Texts processing

Over all the lexicographic pieces included in this corpus, specially on the older ones, changes have been made, affecting both, the Mapudungun and Spanish texts. Regarding the Mapuche ones, three big changes have been performed, being the first of them the normalization of the orthography, for this purpose it was mostly used the Unified Mapuche Alphabet (AMU), with the exception of two representations: interdental phonemes <t>, <n> and <l>, and the lateral dentoalveolar (<l>) in some contexts. In the first case, Zúñiga's (2010) proposal was adopted, using the postposed apostrophe in this way: <t'>, <n'> and <l'>. Such choice was taken under the agreement on the fact that "the predominant use of underlining in languages written with the Latin alphabet, as the Internet standards (where is highly frequent the underlining of links) are against the use of the graphemes <t>, <n> and <l> for the representation of the dental series as suggested by the AMU" (Zúñiga, 2010, p. 272). In the second case, the hyphen was used to separate two successive dentoalveolars (<l-l>) found in contexts were they could be taken by the lateral aveopalatal, changing the sense of the words in some occasions; f. ex., elul-lafiñ 'I didn't give it to him for his own benefit' vs. elullafiñ 'I will give it to him and wait to see what happens' (Zúñiga, 2010, p. 269).

At the table on the right there is an inventory of Mapudungun phonemes together with their respective allophones and the graphemes used by Valdivia (1606), Febrés ([1765] 1882, 1765, 1846a, 1846b), Augusta (1916a, 1916b), and for the CORLEXIM to represent them1.

The second modification is about the inclusion of the sixth vowel <ü> (between square brackets) where the lexicographers missionaries have omitted them2. And the third one is the correction of the spelling errors found at the originals.

Regarding the Spanish texts, three great modifications were also carried out: normalization of the orthography, correction of the spelling errors at the originals and updating of archaic words; in this last task the Diccionario de la Lengua Española (Real Academia Española, 2001) and the Corpus de Referencia del Español Actual (Real Academia Española) were consulted.

Also, in our version of the Augusta (1916b) dictionary, we have replaced the vowels marked with tilde in the original by bold characters.

All of these modifications intend to facilitate the searches a user can perform on this corpus.


1 The only modification that hasn't been carried out yet (because of the huge amount of material and the impossibility in making the changes totally automatic) is the writing of the allophones [u̯] and [i̯] as /w/ and /y/, respectively, in Augusta (1916a and b).

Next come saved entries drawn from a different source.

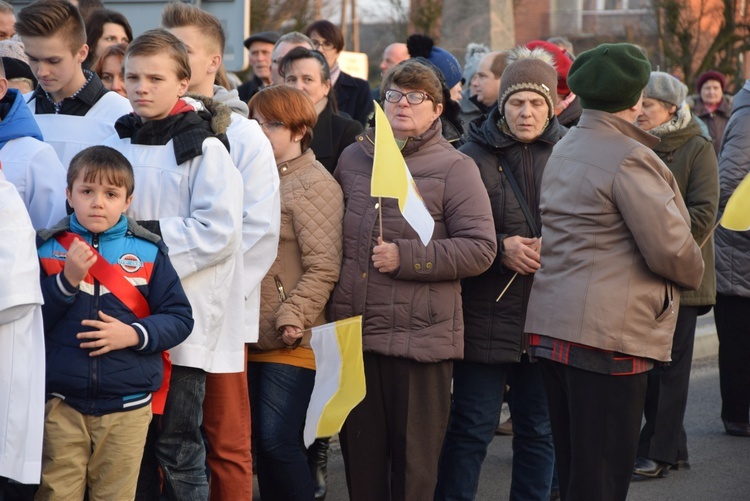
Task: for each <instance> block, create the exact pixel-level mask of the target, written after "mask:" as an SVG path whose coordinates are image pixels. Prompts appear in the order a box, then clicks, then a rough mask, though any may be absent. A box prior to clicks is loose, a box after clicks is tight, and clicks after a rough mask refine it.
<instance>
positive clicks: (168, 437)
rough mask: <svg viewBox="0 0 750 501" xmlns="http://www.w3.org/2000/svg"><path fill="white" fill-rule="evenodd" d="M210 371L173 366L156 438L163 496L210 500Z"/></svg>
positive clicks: (157, 458)
mask: <svg viewBox="0 0 750 501" xmlns="http://www.w3.org/2000/svg"><path fill="white" fill-rule="evenodd" d="M205 393H206V373H205V372H204V371H203V370H201V369H193V368H191V367H183V366H179V365H173V366H172V379H171V381H170V383H169V394H168V395H167V403H166V406H165V407H164V415H163V416H162V419H161V430H160V431H159V434H158V436H157V438H156V444H155V447H154V449H155V452H156V458H157V460H158V461H159V466H161V469H162V473H163V475H164V490H163V492H162V495H163V496H166V497H167V498H168V499H170V500H175V501H207V500H208V478H207V477H206V448H205V446H204V444H203V437H202V435H201V430H200V426H201V422H202V421H203V397H204V396H205Z"/></svg>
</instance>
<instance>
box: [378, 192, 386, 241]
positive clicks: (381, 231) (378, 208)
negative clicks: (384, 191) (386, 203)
mask: <svg viewBox="0 0 750 501" xmlns="http://www.w3.org/2000/svg"><path fill="white" fill-rule="evenodd" d="M378 224H379V225H380V240H381V241H385V240H383V199H382V198H380V197H378Z"/></svg>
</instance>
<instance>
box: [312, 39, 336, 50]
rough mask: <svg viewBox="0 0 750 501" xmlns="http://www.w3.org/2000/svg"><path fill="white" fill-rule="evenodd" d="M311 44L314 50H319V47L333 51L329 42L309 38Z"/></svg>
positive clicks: (326, 49)
mask: <svg viewBox="0 0 750 501" xmlns="http://www.w3.org/2000/svg"><path fill="white" fill-rule="evenodd" d="M311 40H312V42H313V47H315V50H320V48H321V47H323V49H325V50H331V49H333V44H332V43H331V42H329V41H328V40H318V39H316V38H311Z"/></svg>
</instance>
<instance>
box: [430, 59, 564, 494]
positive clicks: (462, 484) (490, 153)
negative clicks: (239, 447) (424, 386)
mask: <svg viewBox="0 0 750 501" xmlns="http://www.w3.org/2000/svg"><path fill="white" fill-rule="evenodd" d="M506 62H507V64H508V66H507V67H506V68H505V71H504V72H503V74H502V76H501V78H500V88H499V92H498V96H497V106H496V107H493V108H492V110H491V111H490V113H489V115H488V117H487V119H486V120H485V121H484V122H480V123H477V122H474V123H472V124H471V128H470V130H469V133H468V138H469V140H468V142H467V143H466V145H464V146H463V147H461V150H460V151H462V152H463V153H466V154H467V155H469V156H470V157H471V158H473V159H474V161H475V162H476V163H477V166H479V172H480V173H481V175H482V180H483V181H484V184H485V189H486V190H487V193H488V194H489V197H490V201H491V203H492V209H493V215H494V229H495V234H496V235H497V240H498V247H499V248H500V249H499V250H498V254H497V257H496V258H495V262H494V263H493V265H492V267H490V269H488V270H487V271H485V272H484V273H482V274H481V275H479V276H477V277H472V278H468V279H466V280H464V282H463V294H462V295H463V299H464V308H463V313H464V323H465V325H466V334H465V336H464V358H463V360H462V361H460V362H456V363H455V364H454V366H453V406H452V408H451V420H450V426H449V428H448V432H447V434H446V438H445V444H444V445H443V456H442V459H441V463H440V479H439V483H438V488H437V491H436V494H435V499H440V500H442V499H451V500H458V499H474V496H475V495H476V491H477V486H478V484H479V473H480V470H481V468H482V462H483V460H484V457H485V455H486V453H487V446H488V445H489V443H490V442H491V441H492V438H493V436H494V432H495V427H496V424H497V416H498V414H499V412H500V406H501V405H502V402H503V394H504V392H505V384H506V381H507V380H508V379H509V377H511V376H512V378H513V382H512V383H511V388H512V392H511V394H510V400H509V403H510V406H511V412H512V415H513V478H512V483H511V493H510V499H523V500H528V501H532V500H539V501H541V500H544V501H546V500H549V499H550V494H551V491H552V477H553V471H554V464H555V458H554V446H553V441H552V429H551V424H550V418H549V412H548V409H547V401H546V393H545V391H544V385H543V383H542V377H541V372H540V370H539V366H538V364H536V363H531V362H530V361H529V357H528V355H527V354H526V348H527V347H528V336H527V335H526V333H525V332H524V322H525V320H526V315H527V312H528V309H527V305H528V301H529V293H530V292H531V285H532V284H533V282H534V274H535V272H536V271H537V270H538V269H539V266H540V247H541V234H540V228H541V213H540V209H539V193H540V186H541V182H542V175H543V173H544V168H545V166H546V164H547V160H548V159H549V156H550V154H551V153H552V148H553V147H554V145H555V143H557V142H558V141H559V140H560V139H561V138H562V135H563V130H564V129H563V127H562V126H560V124H559V122H558V120H557V117H556V116H555V105H556V103H557V92H555V91H556V89H557V83H558V75H557V72H556V71H555V68H554V66H553V59H552V55H551V54H549V53H548V52H546V51H544V50H543V49H534V50H533V51H532V50H530V49H528V48H526V47H517V48H516V49H514V50H512V51H510V52H509V53H508V55H507V56H506ZM500 296H501V297H500ZM498 297H500V299H498ZM532 313H533V312H529V313H528V314H529V315H530V314H532Z"/></svg>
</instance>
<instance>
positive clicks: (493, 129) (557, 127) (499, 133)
mask: <svg viewBox="0 0 750 501" xmlns="http://www.w3.org/2000/svg"><path fill="white" fill-rule="evenodd" d="M501 118H502V115H501V114H500V110H499V109H498V107H497V106H494V107H493V108H492V109H491V110H490V113H489V115H487V119H486V120H485V121H484V122H472V123H471V124H470V127H469V133H468V137H469V141H474V142H475V143H479V144H483V145H486V146H489V147H490V148H493V149H498V150H500V149H503V148H507V147H508V146H511V145H513V144H515V143H518V142H519V141H518V140H517V139H516V138H514V137H513V136H511V135H510V134H507V133H506V132H504V131H502V130H501V128H500V126H499V123H500V120H501ZM566 132H567V129H565V127H563V126H561V125H560V122H558V121H557V117H552V119H550V122H549V124H548V125H547V128H546V129H545V130H544V132H542V135H541V136H539V137H538V138H536V139H535V140H534V141H543V142H546V143H550V144H555V143H557V141H559V140H560V139H561V138H562V137H563V136H564V135H565V133H566Z"/></svg>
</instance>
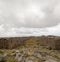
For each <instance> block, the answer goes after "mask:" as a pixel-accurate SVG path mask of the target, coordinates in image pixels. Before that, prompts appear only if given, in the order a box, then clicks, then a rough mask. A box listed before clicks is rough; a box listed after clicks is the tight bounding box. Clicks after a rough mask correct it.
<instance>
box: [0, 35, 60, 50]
mask: <svg viewBox="0 0 60 62" xmlns="http://www.w3.org/2000/svg"><path fill="white" fill-rule="evenodd" d="M25 43H27V44H29V45H31V44H34V43H37V44H41V45H46V46H49V47H51V48H52V49H57V50H59V49H60V37H59V36H52V35H49V36H30V37H3V38H0V48H6V49H12V48H15V47H17V46H21V45H24V44H25Z"/></svg>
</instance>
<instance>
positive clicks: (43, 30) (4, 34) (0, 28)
mask: <svg viewBox="0 0 60 62" xmlns="http://www.w3.org/2000/svg"><path fill="white" fill-rule="evenodd" d="M41 35H57V36H60V24H58V25H56V26H53V27H47V28H26V27H21V28H14V27H10V26H9V25H8V30H6V29H5V27H4V25H0V37H6V36H7V37H9V36H41Z"/></svg>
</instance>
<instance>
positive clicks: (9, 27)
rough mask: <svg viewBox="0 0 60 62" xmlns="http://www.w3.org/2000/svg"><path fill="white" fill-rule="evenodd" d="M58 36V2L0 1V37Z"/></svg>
mask: <svg viewBox="0 0 60 62" xmlns="http://www.w3.org/2000/svg"><path fill="white" fill-rule="evenodd" d="M25 35H34V36H36V35H60V0H0V36H25Z"/></svg>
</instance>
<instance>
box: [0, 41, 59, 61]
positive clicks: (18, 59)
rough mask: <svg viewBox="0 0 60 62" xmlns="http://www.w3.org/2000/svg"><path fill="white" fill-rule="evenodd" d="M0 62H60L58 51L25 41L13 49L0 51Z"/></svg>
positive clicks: (9, 49) (1, 50) (6, 49)
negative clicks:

2 Up to this moment this modification has been performed only in Augusta (1916b).

Tasks in progress

We are currently working on the original versions of the dictionaries contained in this corpus, with the intention to include them together with the modernized versions. And we also remain working on the writing of the allophones [u̯] and [i̯] as /w/ and /y/, respectively, in Augusta (1916a and b), and on the inclusion of the sixth vowel on the works by Valdivia (1606), Febrés ([1765] 1882, 1765b, 1846a and b), Augusta (1916a).

Tips to search

We suggest the users of this corpus to type for search -specially in Augusta (1916a and b)- roots of Mapudungun words but no complete words.